Hernie crurale : Comprendre les causes et explications de cette affection
La hernie crurale, également appelée cruralgie, est une affection douloureuse du nerf crural. Cet article vous présente les origines, les mécanismes et les manifestations de cette condition pour vous aider à mieux la comprendre.

Qu’est-ce que la hernie crurale ?
La hernie crurale désigne le déplacement d’un disque intervertébral, le plus souvent situé au niveau de la région lombaire basse. Ce disque, en se déplaçant, vient comprimer ou pincer le nerf crural, d’où le terme de cruralgie.
Le nerf crural, aussi appelé nerf fémoral, est un nerf majeur de la jambe.
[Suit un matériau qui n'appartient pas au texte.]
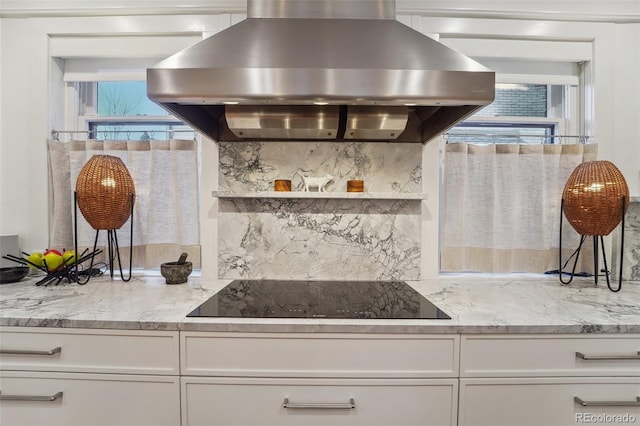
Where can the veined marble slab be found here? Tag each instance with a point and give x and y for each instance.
(511, 304)
(319, 239)
(631, 256)
(384, 167)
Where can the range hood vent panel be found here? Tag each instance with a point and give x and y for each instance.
(301, 59)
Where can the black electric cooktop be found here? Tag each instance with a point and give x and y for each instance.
(319, 299)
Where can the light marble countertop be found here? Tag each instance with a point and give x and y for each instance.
(511, 304)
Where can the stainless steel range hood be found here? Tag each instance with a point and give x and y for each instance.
(320, 70)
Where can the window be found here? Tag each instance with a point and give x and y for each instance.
(520, 113)
(122, 110)
(161, 153)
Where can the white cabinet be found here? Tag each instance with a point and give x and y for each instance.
(57, 377)
(549, 380)
(318, 379)
(85, 399)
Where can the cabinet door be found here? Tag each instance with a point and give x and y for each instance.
(318, 402)
(76, 399)
(550, 355)
(89, 351)
(318, 355)
(548, 401)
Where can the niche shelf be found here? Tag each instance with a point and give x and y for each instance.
(323, 195)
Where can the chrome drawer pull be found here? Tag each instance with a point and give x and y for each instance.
(635, 403)
(47, 398)
(28, 352)
(588, 357)
(322, 405)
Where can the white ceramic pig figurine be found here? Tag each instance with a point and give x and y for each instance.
(315, 182)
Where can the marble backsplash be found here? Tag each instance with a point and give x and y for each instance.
(384, 167)
(302, 238)
(631, 260)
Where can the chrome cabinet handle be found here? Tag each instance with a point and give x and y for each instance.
(635, 403)
(57, 395)
(29, 352)
(322, 405)
(588, 357)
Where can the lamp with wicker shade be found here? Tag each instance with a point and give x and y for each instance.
(105, 195)
(594, 201)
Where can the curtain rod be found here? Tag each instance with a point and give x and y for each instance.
(582, 139)
(55, 134)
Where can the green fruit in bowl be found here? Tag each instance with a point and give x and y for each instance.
(53, 260)
(35, 258)
(69, 257)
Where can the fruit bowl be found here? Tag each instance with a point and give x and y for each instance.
(13, 274)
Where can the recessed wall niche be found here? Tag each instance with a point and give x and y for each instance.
(319, 238)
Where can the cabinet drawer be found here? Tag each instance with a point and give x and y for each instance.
(548, 401)
(318, 355)
(89, 399)
(544, 355)
(83, 350)
(244, 401)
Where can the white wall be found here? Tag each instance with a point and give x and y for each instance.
(26, 95)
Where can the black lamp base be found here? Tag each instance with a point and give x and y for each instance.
(595, 254)
(113, 249)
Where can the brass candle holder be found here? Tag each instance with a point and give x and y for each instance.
(282, 185)
(355, 186)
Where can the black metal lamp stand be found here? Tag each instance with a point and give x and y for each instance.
(595, 253)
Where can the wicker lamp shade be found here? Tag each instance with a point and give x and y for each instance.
(104, 192)
(593, 198)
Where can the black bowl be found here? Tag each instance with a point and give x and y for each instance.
(13, 274)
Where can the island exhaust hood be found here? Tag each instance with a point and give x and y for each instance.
(320, 70)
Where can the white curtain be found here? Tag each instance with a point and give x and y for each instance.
(502, 207)
(166, 208)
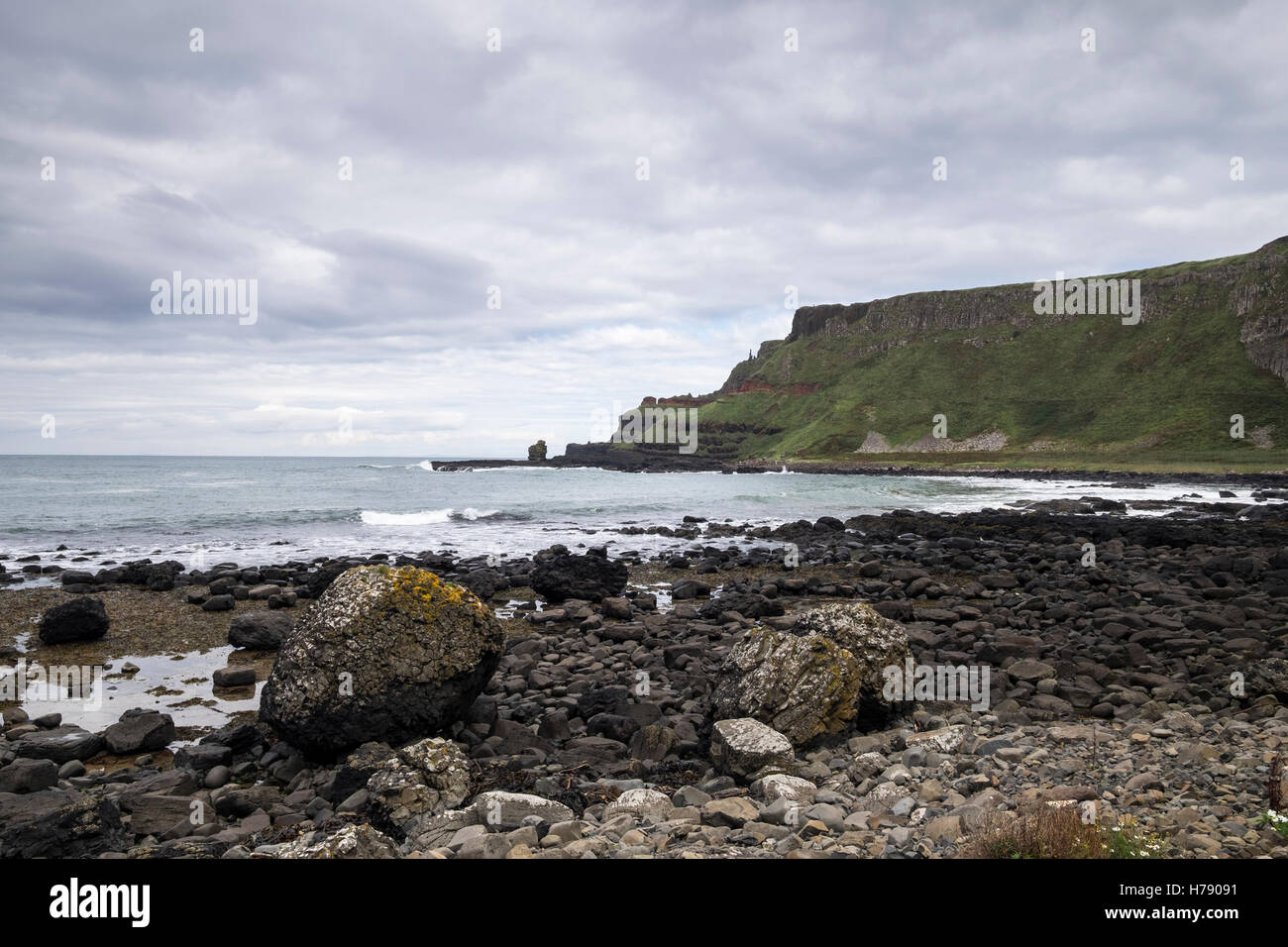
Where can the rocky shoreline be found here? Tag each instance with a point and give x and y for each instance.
(716, 701)
(656, 460)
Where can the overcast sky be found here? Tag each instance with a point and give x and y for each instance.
(519, 169)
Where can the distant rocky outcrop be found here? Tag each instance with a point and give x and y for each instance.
(991, 371)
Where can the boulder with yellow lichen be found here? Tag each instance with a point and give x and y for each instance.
(385, 655)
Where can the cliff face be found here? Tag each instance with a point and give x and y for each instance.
(1211, 342)
(1253, 287)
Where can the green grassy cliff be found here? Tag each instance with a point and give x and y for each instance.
(1016, 388)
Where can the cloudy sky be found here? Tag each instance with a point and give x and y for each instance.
(500, 266)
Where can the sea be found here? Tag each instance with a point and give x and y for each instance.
(261, 510)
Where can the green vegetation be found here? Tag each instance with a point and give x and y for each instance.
(1083, 392)
(1047, 831)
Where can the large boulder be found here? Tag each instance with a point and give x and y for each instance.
(750, 749)
(421, 781)
(874, 641)
(559, 575)
(80, 620)
(58, 744)
(385, 655)
(351, 841)
(29, 776)
(261, 630)
(804, 686)
(140, 731)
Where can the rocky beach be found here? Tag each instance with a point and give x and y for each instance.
(752, 692)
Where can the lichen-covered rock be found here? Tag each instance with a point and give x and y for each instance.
(750, 749)
(803, 686)
(502, 812)
(351, 841)
(385, 654)
(423, 780)
(874, 641)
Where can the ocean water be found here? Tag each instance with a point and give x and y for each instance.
(257, 510)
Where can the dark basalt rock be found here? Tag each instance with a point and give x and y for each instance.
(385, 655)
(78, 620)
(559, 577)
(59, 825)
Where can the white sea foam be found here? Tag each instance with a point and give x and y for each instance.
(424, 518)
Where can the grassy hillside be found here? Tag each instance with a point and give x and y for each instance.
(1081, 390)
Lorsqu’il est comprimé, il génère une douleur qui ne reste pas localisée au point de compression mais irradie le long de son trajet, touchant la cuisse, le genou et parfois la jambe jusqu’au pied.
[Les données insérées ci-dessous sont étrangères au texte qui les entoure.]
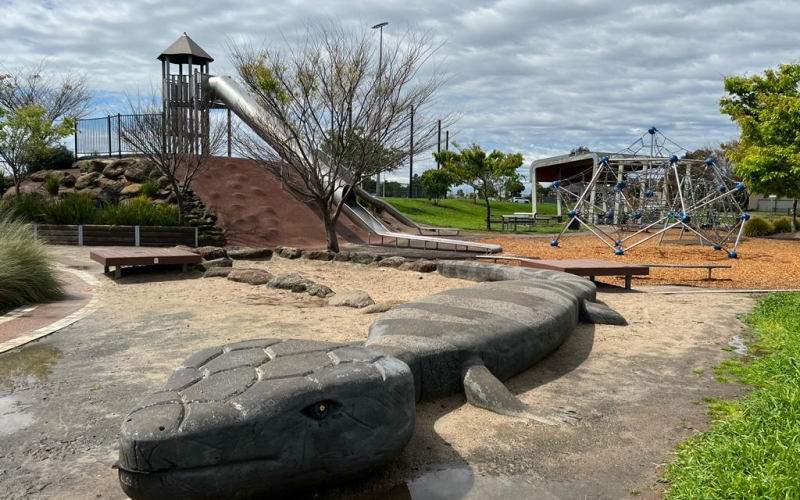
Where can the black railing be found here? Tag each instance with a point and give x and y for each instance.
(103, 137)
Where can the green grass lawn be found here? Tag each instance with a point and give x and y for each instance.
(466, 215)
(753, 451)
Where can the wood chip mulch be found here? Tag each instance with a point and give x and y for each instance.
(762, 263)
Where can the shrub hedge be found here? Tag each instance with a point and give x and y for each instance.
(75, 208)
(757, 226)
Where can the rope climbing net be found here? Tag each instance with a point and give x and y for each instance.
(647, 190)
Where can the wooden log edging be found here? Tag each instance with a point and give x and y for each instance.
(132, 236)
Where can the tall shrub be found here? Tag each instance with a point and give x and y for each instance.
(27, 273)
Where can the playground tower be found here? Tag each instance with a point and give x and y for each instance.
(185, 111)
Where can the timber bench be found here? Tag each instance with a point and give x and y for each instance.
(710, 267)
(589, 268)
(448, 243)
(450, 231)
(142, 257)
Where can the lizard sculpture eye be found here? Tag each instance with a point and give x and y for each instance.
(320, 410)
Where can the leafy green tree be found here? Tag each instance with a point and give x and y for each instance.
(767, 110)
(513, 185)
(436, 183)
(484, 172)
(26, 132)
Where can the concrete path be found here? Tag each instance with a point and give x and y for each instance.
(32, 322)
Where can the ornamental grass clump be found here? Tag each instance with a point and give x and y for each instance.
(758, 227)
(27, 273)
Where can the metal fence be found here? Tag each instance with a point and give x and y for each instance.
(103, 137)
(774, 205)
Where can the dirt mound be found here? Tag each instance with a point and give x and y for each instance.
(254, 210)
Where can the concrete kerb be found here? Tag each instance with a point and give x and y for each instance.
(64, 322)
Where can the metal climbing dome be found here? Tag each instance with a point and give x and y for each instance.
(647, 190)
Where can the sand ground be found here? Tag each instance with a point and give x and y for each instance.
(637, 388)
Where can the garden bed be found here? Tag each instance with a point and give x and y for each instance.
(134, 236)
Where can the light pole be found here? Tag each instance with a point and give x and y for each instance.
(379, 26)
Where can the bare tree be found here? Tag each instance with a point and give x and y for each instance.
(61, 95)
(179, 147)
(342, 109)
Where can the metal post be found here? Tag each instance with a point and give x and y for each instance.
(411, 159)
(379, 27)
(438, 140)
(119, 135)
(76, 138)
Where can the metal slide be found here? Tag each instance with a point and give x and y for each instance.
(240, 103)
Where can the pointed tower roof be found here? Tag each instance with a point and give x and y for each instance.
(179, 52)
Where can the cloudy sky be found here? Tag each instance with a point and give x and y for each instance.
(539, 77)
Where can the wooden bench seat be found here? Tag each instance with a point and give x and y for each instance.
(580, 267)
(142, 257)
(468, 245)
(710, 267)
(451, 231)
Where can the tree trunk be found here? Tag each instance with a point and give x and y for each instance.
(330, 228)
(179, 201)
(488, 213)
Les causes principales de la hernie crurale
Le déplacement discal
La majorité des hernies crurales provient du déplacement d’un disque intervertébral. Les disques, situés entre les vertèbres, ont pour rôle d’amortir les chocs et de permettre la mobilité de la colonne vertébrale.
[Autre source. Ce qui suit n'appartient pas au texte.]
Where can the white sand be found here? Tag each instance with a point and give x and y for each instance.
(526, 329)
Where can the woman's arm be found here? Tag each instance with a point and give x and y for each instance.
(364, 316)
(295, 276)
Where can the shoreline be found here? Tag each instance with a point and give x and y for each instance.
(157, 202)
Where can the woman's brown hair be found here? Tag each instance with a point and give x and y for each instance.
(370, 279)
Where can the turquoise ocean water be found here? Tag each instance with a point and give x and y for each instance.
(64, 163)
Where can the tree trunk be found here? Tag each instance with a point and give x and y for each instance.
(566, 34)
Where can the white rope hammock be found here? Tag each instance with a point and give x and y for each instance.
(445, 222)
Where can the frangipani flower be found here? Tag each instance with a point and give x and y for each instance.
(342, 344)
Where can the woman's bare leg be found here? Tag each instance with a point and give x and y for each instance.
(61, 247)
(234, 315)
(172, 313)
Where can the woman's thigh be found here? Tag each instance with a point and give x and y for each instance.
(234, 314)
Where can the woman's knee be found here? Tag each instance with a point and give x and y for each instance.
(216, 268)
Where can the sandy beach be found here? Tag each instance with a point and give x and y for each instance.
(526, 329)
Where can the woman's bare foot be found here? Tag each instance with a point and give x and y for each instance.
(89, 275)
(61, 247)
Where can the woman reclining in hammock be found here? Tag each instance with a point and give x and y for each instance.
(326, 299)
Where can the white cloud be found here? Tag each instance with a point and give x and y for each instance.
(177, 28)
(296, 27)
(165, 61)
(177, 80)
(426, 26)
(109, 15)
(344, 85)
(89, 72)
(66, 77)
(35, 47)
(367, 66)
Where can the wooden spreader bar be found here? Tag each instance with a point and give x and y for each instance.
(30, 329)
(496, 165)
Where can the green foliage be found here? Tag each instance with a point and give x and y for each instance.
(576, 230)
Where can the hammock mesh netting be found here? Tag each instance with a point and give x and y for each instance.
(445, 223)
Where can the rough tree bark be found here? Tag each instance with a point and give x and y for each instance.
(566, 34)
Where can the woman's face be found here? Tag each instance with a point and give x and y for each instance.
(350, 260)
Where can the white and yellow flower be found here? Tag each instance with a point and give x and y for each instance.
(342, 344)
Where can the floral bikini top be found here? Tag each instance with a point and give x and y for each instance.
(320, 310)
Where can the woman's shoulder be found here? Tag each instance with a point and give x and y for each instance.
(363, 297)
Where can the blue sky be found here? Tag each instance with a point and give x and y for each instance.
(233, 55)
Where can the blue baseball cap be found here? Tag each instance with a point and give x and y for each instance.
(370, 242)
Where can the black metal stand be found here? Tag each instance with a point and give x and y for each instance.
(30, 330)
Avec le temps, le vieillissement, ou suite à un traumatisme, le disque peut se fissurer. Son contenu (le noyau pulpeux) s’échappe partiellement et vient alors comprimer les nerfs adjacents, dont le nerf crural.
Les facteurs de risque
Plusieurs éléments peuvent augmenter le risque de développer une hernie crurale :
- L’âge : le vieillissement naturel des disques augmente la vulnérabilité
- Les antécédents de mal de dos ou de lombalgies
- Les gestes répétitifs ou postures prolongées au travail
- Le port de charges lourdes sans respect des bonnes techniques
- La sédentarité et le manque de tonicité musculaire
- L’obésité, qui augmente la charge sur la colonne vertébrale
- Les traumatismes ou chutes
Les symptômes de la cruralgie
La hernie crurale se manifeste par une douleur caractéristique qui suit le trajet du nerf crural. Cette douleur présente des particularités distinctives :
- Elle débute généralement au niveau de l’aine ou du haut de la cuisse
- Elle irradie vers le bas, suivant la face antérieure et interne de la cuisse
- Elle peut s’étendre jusqu’au genou, à la jambe et au pied
- Elle peut s’accompagner de fourmillements ou d’une sensation d’engourdissement
- Elle s’aggrave souvent en cas de mouvement, en particulier la flexion du buste
- Elle peut être intermittente ou persistante selon la compression
Distinction avec la hernie discale lombaire
La hernie crurale diffère de la hernie discale classique par le nerf atteint. Alors que la plupart des hernies discales touchent le nerf sciatique (lombosciatalgies), la hernie crurale affecte spécifiquement le nerf crural.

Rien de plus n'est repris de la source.